Fatta questa dovuta premessa in forma di domande neanche troppo retoriche, provo a non limitarmi alla critica ma a proporre un paio di spunti in merito da traduttore d'accatto quale sono. C'era una volta in Bhutan è una coproduzione complessa, oltre al Paese in cui è ambientato comprende il lavoro di Taiwan, Hong Kong, Francia e Stati Uniti, quindi il titolo originale poteva essere reso benissimo nella nostra lingua da quello inglese in una forma sintetica forte e misteriosa: “Il lama col fucile”, oppure dal cinese in una forma più prosaica e descrittiva seppur ispirante nella sua negazione iniziale: “Non ci sono armi in Bhutan”. Tra l'altro di tempo per fare qualche valutazione in più c'è n'è stato: la pellicola è stata presentata in première fin dall'inizio del settembre scorso al cinquantesimo Talluride Film Festival, il mese successivo è uscita nelle sale e sempre l'anno scorso ha vinto il premio del pubblico al Vancouver International Film Festival e il premio speciale della giuria al Festival Internazionale del Film di Roma, mentre nei nostri cinema uscirà solo alla fine del presente mese.
Uno dei Paesi più beatamente isolati e incontaminati al mondo, la cui lingua suona come una via di mezzo fra l'indiano e il giapponese e dove tuttora per entrare i visitatori stranieri devono garantirsi visti a prezzi esorbitanti, nel 2006 prova ad aggiornarsi un po': il monarca assoluto, all'età di 51 anni, abdica e decide di introdurre internet e la tv, l'acqua nera (così chiama la Coca-Cola il giovane monaco protagonista) e di cambiare forma di governo, introducendo la democrazia e con questa le elezioni, le cui prove generali creano scompiglio fra una popolazione rurale che non ha mai avuto a che fare con niente del genere.
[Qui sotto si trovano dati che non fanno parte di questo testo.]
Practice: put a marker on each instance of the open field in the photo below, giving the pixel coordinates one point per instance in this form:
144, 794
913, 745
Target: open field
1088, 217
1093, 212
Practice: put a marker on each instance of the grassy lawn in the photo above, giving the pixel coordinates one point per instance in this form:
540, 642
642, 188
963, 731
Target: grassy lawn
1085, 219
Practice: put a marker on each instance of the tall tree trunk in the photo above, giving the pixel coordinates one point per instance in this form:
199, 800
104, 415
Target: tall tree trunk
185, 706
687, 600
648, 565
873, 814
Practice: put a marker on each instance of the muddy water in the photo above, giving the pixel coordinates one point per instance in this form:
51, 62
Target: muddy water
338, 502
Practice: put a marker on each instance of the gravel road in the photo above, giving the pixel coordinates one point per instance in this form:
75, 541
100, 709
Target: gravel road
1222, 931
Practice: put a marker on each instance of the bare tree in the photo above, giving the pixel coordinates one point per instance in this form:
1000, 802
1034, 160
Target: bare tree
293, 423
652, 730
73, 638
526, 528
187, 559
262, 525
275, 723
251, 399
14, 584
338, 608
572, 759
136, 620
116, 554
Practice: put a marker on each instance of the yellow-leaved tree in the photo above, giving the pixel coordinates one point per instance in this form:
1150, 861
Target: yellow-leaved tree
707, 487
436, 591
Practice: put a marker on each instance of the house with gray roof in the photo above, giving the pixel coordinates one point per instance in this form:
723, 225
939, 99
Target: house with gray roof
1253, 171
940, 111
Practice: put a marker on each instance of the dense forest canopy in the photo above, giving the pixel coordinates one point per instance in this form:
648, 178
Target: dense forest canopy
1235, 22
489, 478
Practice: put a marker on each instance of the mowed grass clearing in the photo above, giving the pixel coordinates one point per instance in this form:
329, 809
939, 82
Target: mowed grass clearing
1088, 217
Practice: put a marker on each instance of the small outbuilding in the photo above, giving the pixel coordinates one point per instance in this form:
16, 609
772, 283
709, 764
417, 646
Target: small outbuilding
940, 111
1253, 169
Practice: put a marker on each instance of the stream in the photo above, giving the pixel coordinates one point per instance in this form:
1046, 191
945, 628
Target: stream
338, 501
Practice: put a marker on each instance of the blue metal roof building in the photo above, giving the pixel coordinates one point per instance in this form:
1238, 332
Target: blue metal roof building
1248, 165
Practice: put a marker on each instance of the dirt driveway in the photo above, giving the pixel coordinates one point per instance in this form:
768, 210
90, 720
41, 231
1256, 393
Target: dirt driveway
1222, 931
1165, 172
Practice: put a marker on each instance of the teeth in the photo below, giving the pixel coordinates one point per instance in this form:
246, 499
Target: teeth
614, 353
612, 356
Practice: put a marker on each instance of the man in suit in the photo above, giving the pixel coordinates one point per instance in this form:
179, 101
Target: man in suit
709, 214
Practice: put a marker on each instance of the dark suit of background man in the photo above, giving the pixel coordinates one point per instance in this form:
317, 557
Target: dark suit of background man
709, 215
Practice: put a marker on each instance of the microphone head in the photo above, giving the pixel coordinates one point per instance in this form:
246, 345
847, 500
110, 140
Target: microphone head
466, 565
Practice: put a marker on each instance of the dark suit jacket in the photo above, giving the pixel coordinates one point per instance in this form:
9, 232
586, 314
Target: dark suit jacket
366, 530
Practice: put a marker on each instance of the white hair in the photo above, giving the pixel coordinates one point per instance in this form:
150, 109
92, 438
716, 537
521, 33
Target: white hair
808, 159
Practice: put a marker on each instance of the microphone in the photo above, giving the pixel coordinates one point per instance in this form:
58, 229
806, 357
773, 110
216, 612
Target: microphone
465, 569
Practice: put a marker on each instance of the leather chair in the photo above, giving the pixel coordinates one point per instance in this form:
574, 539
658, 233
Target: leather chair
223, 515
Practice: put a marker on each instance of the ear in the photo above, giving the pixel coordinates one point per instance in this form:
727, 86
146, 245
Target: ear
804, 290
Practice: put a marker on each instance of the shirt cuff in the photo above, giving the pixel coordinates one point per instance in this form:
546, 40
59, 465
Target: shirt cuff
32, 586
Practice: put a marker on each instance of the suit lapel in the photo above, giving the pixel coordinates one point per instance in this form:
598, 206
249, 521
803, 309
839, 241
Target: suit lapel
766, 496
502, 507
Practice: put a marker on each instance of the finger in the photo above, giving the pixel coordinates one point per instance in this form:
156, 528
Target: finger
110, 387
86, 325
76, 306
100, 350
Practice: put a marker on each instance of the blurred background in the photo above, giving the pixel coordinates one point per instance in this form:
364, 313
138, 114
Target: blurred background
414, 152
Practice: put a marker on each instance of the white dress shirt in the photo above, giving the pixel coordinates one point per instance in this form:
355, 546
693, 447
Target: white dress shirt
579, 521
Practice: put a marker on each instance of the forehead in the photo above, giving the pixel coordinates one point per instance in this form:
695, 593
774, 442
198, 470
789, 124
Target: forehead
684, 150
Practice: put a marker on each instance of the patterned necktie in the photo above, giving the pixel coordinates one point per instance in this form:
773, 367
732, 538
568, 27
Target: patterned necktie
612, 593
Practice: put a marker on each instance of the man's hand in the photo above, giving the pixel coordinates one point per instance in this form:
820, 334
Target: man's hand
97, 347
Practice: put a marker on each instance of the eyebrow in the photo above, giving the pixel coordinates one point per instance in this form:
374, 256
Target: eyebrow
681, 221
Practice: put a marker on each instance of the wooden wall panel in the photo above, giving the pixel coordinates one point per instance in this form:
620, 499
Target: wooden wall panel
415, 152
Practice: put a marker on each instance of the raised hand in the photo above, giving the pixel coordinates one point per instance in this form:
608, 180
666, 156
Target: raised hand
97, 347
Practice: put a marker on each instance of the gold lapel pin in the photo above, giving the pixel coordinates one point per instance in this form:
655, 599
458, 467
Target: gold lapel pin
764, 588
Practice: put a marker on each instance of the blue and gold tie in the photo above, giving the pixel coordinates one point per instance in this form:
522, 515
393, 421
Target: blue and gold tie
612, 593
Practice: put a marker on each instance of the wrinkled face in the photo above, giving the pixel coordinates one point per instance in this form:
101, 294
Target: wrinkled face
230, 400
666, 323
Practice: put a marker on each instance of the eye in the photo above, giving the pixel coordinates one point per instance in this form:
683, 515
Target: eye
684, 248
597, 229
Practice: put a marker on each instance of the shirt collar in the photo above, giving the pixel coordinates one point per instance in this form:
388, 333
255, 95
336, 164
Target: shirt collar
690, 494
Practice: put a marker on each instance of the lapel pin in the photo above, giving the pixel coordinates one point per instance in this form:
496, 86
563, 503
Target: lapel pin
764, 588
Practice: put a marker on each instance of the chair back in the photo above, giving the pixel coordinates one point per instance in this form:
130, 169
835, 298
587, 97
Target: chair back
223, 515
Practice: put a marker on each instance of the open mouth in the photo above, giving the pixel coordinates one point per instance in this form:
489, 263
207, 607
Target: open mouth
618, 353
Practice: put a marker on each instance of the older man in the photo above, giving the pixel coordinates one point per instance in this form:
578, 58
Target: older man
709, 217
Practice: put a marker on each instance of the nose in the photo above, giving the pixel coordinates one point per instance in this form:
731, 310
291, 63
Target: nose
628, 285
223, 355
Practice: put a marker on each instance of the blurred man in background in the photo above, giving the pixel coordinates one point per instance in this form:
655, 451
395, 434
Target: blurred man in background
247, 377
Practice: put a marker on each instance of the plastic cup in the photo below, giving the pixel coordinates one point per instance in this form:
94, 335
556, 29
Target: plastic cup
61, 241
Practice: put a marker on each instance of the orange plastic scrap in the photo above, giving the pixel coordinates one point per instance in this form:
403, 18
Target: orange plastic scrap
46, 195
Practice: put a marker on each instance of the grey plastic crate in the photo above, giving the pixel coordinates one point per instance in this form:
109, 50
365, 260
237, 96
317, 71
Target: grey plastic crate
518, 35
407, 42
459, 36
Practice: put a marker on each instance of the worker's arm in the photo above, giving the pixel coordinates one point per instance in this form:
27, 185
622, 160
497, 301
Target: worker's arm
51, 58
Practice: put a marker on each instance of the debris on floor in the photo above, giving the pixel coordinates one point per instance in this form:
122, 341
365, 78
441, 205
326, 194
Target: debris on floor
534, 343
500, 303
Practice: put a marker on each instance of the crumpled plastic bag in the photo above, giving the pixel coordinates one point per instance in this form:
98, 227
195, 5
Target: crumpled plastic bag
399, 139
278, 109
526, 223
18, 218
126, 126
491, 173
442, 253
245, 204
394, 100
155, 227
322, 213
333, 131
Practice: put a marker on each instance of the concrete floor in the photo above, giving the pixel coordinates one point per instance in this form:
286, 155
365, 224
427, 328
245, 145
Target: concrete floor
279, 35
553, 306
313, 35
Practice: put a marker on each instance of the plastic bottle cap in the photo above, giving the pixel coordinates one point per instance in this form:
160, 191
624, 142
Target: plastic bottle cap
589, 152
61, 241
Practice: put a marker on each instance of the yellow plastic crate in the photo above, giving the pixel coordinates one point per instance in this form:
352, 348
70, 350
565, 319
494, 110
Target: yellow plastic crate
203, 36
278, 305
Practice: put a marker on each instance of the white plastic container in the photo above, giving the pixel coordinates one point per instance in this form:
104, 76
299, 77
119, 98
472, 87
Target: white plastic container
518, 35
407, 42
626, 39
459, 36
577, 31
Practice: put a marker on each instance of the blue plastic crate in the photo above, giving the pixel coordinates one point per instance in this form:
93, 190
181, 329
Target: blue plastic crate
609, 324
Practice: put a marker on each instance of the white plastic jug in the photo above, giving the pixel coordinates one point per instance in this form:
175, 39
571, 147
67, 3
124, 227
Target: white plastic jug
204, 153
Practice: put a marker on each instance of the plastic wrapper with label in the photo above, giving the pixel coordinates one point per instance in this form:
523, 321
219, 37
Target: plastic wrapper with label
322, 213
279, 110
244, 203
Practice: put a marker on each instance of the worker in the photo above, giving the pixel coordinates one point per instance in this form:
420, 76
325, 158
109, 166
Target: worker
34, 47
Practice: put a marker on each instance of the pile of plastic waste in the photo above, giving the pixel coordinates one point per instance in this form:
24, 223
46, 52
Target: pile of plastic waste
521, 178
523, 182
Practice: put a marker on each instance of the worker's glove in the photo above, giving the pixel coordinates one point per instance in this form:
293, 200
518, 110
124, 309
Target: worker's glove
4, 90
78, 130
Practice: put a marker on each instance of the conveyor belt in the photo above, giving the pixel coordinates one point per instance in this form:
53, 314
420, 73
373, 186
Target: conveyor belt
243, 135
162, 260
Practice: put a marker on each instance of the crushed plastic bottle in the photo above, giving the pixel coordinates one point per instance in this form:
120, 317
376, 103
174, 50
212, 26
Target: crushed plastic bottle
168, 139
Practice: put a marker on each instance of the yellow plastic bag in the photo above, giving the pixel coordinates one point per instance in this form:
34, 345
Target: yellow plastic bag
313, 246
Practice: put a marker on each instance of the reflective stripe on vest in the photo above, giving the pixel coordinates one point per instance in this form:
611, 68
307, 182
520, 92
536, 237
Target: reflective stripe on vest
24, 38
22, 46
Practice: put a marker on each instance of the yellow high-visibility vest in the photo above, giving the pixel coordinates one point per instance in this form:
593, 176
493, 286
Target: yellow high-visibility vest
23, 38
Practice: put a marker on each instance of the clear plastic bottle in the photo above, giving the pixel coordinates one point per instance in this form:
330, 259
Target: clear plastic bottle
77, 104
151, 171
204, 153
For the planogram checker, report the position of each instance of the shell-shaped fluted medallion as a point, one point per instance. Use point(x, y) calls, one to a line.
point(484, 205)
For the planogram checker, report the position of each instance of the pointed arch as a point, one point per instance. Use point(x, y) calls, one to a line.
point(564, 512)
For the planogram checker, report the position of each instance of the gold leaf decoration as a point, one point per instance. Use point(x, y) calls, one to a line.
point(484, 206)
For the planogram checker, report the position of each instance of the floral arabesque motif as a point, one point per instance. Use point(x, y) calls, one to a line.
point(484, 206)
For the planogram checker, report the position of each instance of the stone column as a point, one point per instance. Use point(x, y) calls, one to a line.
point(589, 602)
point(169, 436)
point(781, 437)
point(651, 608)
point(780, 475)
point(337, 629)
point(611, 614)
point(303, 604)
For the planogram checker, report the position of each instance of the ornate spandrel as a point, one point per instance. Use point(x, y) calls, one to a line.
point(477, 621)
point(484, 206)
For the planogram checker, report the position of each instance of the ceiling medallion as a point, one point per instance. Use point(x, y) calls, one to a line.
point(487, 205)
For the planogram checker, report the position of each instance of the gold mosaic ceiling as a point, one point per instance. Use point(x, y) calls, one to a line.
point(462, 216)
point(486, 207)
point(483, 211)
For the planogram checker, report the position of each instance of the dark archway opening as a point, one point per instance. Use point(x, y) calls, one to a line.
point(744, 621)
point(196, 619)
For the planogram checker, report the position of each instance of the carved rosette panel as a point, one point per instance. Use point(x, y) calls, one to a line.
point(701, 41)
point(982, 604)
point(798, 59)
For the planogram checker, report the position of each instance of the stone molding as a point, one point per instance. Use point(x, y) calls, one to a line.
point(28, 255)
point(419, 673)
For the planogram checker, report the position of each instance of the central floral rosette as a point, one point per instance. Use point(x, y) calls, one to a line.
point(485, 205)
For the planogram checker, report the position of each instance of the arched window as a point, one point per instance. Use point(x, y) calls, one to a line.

Durante questi esercizi pubblici di emissari amministrativi infatti un contadino si chiede: “Come facciamo a sapere una cosa così inutile?”, riferendosi alla propria data di nascita, mentre siccome una volta divisi gli accorsi in fazioni posticce, i membri di partiti rivali non litigavano a sufficienza, il delegato gli impone: “Dovete disprezzarvi a vicenda” e la tranquilla, buddhista ribellione di una vecchina lì presente suonerà così: “Perché c'insegnate a essere così maleducati?”
Per i monaci e i loro fedeli di quelle parti 85000 banconote “con un uomo calvo” non valgono più di una noce di betel e il trafficante d'armi americano, compagno di sventura del giovane monaco, scoprirà sulla sua pelle quanto profondamente questo sia vero, nonostante in qualche bar esterofilo vengano appesi poster di 007 al posto delle immagini sacre. Se è quindi vero “che tutti siano vittoriosi”, allora un bimbo rinuncerà alla sua pistola giocattolo e un avido contrabbandiere riceverà il suo dono karmico.